Member of the Parliament of Catalonia
- In office 16 December 2010 – 17 January 2012

First Secretary of the Parliament of Catalonia
- In office 16 December 2010 – 17 January 2012
- Preceded by: Lídia Santos [ca]
- Succeeded by: Pere Calbó [ca]

City Councillor of Barcelona
- In office 1995–2010

Personal details
- Born: Jordi Cornet i Serra 29 December 1965 Barcelona, Spain
- Died: 19 March 2021 (aged 55)
- Party: PP PPC

= Jordi Cornet =

Spanish politician (1965–2021)

Jordi Cornet (29 December 1965 – 19 March 2021) was a Spanish politician and businessman.

==Biography==
Cornet held a degree in business sciences from the University of Barcelona.

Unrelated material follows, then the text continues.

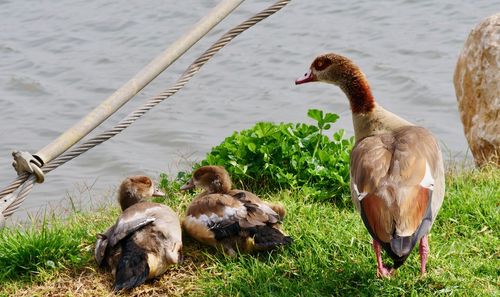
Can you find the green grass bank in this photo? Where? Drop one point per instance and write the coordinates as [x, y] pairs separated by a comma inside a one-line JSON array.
[[331, 254]]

In 1986, he became a member of the People's Party, which he represented while serving on the City Council of Barcelona from 1995 to 2010. He then served in the Parliament of Catalonia from 2010 to 2012, during which he served as First Secretary. In January 2012, he resigned from Parliament and became President of the Executive Committee of the Consorci de la Zona Franca de Barcelona.

Jordi Cornet died of cancer on 19 March 2021 at the age of 55.